В разведке не так. Знания, и только они, дают шанс выжить и обыграть противника.
Но наряду с полезными, жизненно важными знаниями, есть лишние. Штирлицу без нужды знать, что хочет на рождество маленький Пауль. Такие знания не только бесполезны, но и умножают… не скорбь, нет, но смятение.
Враг должен оставаться врагом — безликим бригаденфюрером СС. Шелленбергом. Никак не Вальтером.
Древняя, как мир, истина гласит: для того чтобы ударить противника нужно быть достаточно близко к нему. Однако, верно и другое — стоит сделать несколько лишних шагов вперёд, и удар станет невозможным. Места для манёвра не останется.

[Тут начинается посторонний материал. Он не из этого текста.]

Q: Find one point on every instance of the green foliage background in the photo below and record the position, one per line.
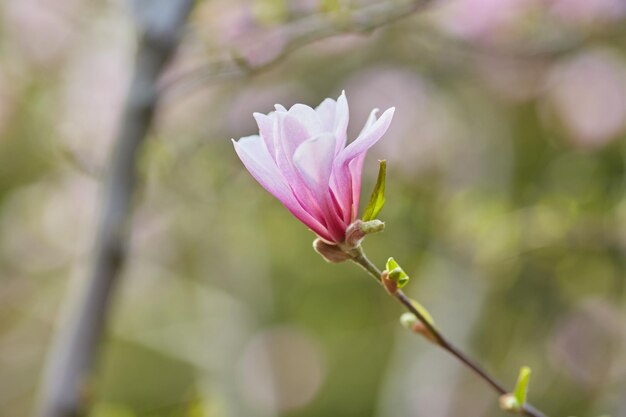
(509, 217)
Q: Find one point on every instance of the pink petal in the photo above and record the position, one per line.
(314, 161)
(266, 129)
(368, 137)
(326, 112)
(342, 116)
(346, 178)
(308, 118)
(255, 156)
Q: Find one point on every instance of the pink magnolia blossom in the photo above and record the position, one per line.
(301, 157)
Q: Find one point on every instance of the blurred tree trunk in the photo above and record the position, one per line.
(159, 27)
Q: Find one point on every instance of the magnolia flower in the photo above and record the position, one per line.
(301, 157)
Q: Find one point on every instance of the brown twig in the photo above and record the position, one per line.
(159, 27)
(360, 259)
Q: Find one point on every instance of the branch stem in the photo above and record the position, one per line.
(65, 390)
(359, 257)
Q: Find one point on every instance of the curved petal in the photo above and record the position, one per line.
(258, 161)
(266, 129)
(314, 161)
(368, 137)
(346, 177)
(342, 116)
(326, 113)
(308, 118)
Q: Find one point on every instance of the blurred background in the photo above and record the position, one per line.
(506, 204)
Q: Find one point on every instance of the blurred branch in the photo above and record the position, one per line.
(294, 35)
(160, 24)
(437, 337)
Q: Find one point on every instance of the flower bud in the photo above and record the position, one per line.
(390, 285)
(411, 322)
(508, 402)
(359, 229)
(331, 253)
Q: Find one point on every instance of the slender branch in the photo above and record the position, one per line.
(72, 357)
(297, 34)
(359, 257)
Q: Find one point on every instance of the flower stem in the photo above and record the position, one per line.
(359, 257)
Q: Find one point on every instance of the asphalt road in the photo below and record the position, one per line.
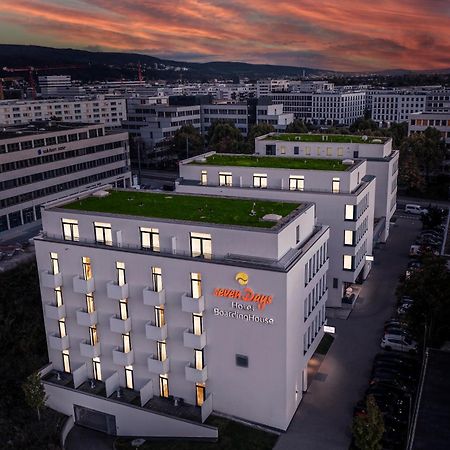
(323, 419)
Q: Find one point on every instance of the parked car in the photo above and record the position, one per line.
(399, 343)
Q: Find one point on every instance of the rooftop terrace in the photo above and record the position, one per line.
(274, 162)
(215, 210)
(333, 138)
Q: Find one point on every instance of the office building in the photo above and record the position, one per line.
(162, 309)
(48, 160)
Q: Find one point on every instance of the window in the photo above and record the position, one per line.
(350, 211)
(157, 279)
(335, 187)
(123, 309)
(349, 237)
(161, 350)
(225, 179)
(163, 386)
(196, 285)
(200, 245)
(199, 362)
(70, 230)
(159, 316)
(200, 393)
(54, 263)
(129, 381)
(58, 296)
(87, 268)
(260, 180)
(296, 183)
(120, 268)
(150, 238)
(103, 233)
(66, 361)
(126, 342)
(96, 369)
(242, 361)
(348, 262)
(197, 324)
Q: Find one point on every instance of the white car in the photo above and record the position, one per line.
(399, 343)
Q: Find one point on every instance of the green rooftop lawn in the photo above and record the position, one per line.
(319, 138)
(185, 207)
(275, 162)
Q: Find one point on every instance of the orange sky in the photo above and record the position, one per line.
(338, 34)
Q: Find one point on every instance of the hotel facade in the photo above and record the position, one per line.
(154, 321)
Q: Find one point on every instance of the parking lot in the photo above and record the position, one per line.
(324, 418)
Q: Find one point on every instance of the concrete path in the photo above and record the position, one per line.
(323, 419)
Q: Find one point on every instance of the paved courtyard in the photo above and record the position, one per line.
(323, 420)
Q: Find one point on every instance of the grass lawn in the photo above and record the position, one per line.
(185, 207)
(325, 344)
(328, 138)
(232, 436)
(275, 162)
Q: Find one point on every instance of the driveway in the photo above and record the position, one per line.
(323, 419)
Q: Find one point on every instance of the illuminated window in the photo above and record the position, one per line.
(150, 239)
(70, 230)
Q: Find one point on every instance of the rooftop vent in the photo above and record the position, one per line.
(272, 217)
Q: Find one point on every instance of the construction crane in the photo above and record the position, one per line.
(34, 70)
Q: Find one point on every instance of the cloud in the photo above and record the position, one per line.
(344, 35)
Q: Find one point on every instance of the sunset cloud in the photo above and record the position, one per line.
(344, 35)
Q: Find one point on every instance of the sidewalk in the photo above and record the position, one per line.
(323, 419)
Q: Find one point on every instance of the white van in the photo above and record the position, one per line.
(415, 209)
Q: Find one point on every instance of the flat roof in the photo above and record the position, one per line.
(216, 210)
(274, 162)
(332, 138)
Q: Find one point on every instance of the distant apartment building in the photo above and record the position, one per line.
(98, 109)
(46, 161)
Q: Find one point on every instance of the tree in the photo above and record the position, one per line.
(256, 130)
(297, 126)
(368, 429)
(34, 393)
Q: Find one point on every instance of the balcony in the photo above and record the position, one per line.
(58, 343)
(89, 351)
(152, 298)
(118, 325)
(55, 312)
(157, 366)
(82, 286)
(86, 319)
(191, 340)
(123, 358)
(196, 375)
(192, 305)
(116, 292)
(51, 280)
(154, 332)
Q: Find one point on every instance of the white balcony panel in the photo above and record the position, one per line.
(152, 298)
(192, 305)
(86, 319)
(116, 292)
(157, 366)
(55, 312)
(123, 358)
(120, 326)
(154, 332)
(90, 351)
(82, 286)
(196, 375)
(58, 343)
(51, 280)
(191, 340)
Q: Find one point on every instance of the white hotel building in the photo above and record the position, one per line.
(162, 309)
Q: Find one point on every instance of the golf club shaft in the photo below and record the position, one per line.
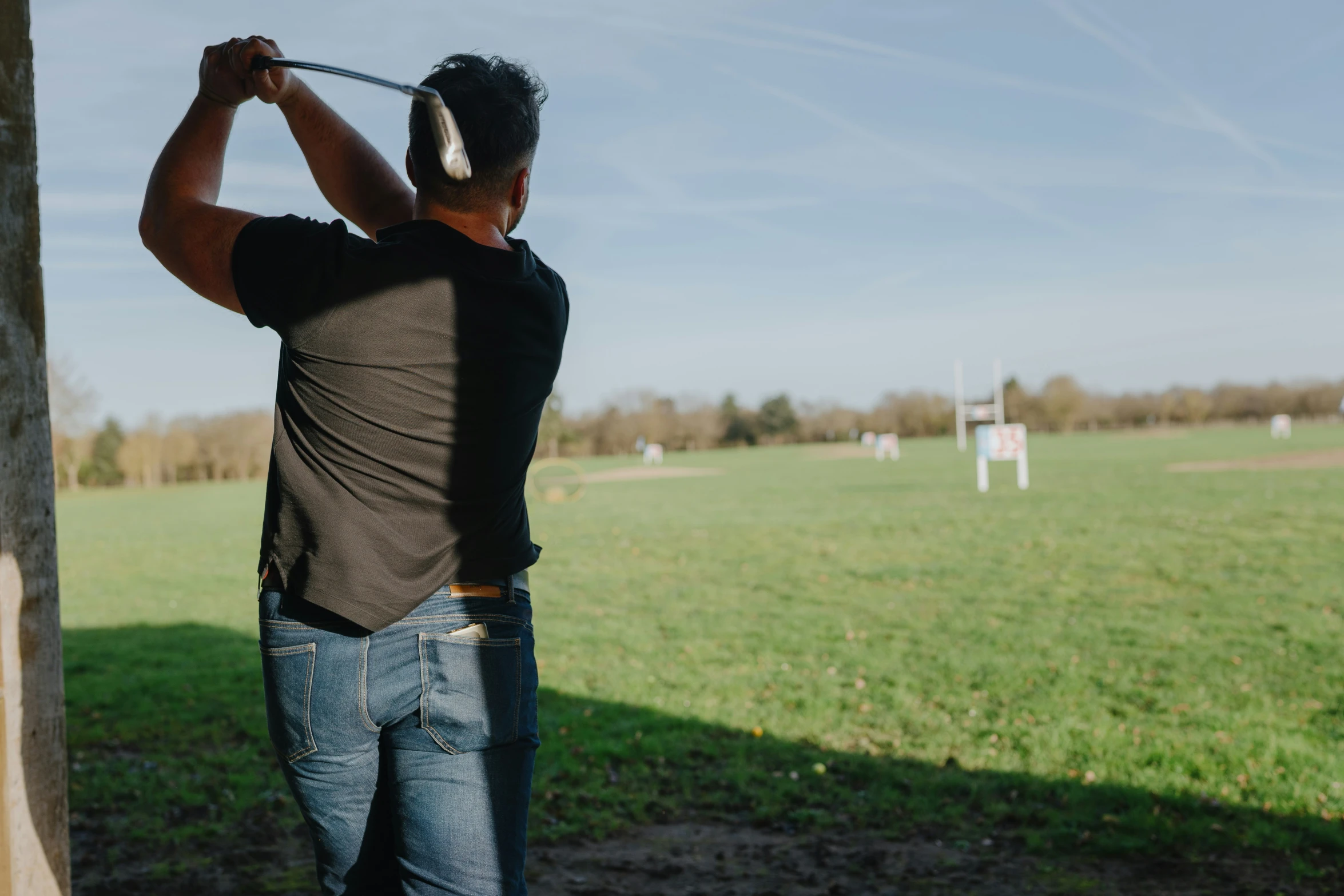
(280, 62)
(448, 139)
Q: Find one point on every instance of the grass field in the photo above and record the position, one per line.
(1119, 660)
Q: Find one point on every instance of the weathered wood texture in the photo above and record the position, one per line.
(34, 828)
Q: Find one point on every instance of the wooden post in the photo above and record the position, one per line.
(34, 813)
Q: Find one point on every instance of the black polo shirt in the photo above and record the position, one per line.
(412, 381)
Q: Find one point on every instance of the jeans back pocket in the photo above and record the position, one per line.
(471, 691)
(288, 682)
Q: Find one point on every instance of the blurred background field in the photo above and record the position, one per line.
(1120, 659)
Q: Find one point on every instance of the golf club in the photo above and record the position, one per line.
(452, 153)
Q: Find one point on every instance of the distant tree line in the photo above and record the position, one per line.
(237, 447)
(1059, 406)
(228, 447)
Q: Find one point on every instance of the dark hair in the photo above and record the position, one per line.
(498, 106)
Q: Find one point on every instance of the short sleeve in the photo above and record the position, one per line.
(285, 270)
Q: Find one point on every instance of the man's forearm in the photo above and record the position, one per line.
(181, 222)
(354, 176)
(191, 164)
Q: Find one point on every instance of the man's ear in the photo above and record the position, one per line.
(518, 195)
(410, 168)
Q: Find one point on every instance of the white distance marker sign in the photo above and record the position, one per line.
(1000, 443)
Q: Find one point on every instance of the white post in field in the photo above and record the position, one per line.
(999, 393)
(961, 408)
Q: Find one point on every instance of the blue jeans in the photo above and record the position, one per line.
(409, 750)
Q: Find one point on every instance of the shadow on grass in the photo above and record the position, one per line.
(175, 789)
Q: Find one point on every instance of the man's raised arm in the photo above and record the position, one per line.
(354, 176)
(181, 224)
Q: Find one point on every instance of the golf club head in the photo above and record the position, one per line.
(452, 152)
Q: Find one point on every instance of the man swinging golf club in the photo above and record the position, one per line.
(396, 618)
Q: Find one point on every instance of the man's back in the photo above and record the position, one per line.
(412, 382)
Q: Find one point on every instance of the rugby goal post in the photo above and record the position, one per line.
(977, 413)
(34, 824)
(1000, 443)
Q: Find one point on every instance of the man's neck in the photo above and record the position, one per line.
(482, 228)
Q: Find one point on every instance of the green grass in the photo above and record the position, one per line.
(1118, 660)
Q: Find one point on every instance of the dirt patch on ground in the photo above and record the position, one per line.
(705, 860)
(631, 473)
(840, 452)
(263, 855)
(1289, 461)
(713, 860)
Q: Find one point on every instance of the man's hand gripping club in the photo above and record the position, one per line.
(182, 222)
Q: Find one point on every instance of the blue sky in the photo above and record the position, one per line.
(831, 199)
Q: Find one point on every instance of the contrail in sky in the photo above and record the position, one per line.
(940, 167)
(1200, 110)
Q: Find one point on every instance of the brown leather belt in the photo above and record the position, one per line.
(475, 590)
(458, 590)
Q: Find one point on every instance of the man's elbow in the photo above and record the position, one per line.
(148, 230)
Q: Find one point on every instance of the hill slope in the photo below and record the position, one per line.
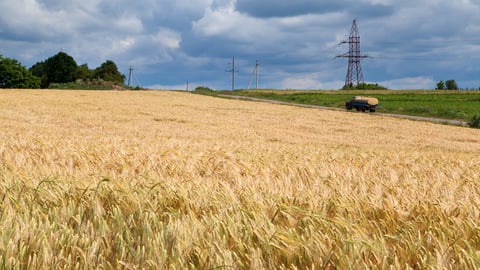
(169, 179)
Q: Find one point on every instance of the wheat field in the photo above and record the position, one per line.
(172, 180)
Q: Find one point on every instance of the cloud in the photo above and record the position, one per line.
(410, 83)
(414, 43)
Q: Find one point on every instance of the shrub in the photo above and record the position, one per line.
(474, 121)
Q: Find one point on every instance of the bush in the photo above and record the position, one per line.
(474, 122)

Шелленберг не прерываясь, не меняя тона, мягко спросил:
— О чём думаете?
«Ни о чём, внимательно слушаю вас» — таким должен был быть ответ, но Шелленберг, словно предугадав его, покачал головой.
— Маленькая ложь рождает большое недоверие, Макс, помните? Не лгите мне. Не нужно. Так о чём вы думаете?
— О вас... — не ответил, скорее, предположил Штирлиц, будто сам сомневался.
— Обо мне? — Шелленберг улыбнулся. — И что конкретно?
— Думаю, как мне повезло с начальством, — на этот раз голос не подвёл, прозвучал как нужно — насмешливо и небрежно. Попробуй догадайся, шутка или правда.
— Льстите, Штирлиц?
— Ну что вы, бригадефюрер. Я не умею льстить.
Шелленберг по-прежнему улыбался, но глаза оставались холодными, изучающими. После долгой, очень долгой паузы, он усмехнулся:
— Вы себя недооцениваете, Штирлиц, — взмахнув рукой, подозвал официанта.
Штирлиц нащупал бумажник в кармане пиджака, осознавая, что вечер потрачен зря. Никакой полезной информации добыть не удалось.
Придётся уходить с пустыми руками, наполненным до краёв чужой жизнью, чужим счастьем. Дома он сперва старательно рассортирует полученные сведения, потом аккуратно сложит и запрячет в самый тёмный, самый дальний уголок разума. И пообещает себе не касаться их, не вспоминать. Не при каких обстоятельствах не вспоминать.
Знания, ненужные знания, действительно умножают скорбь.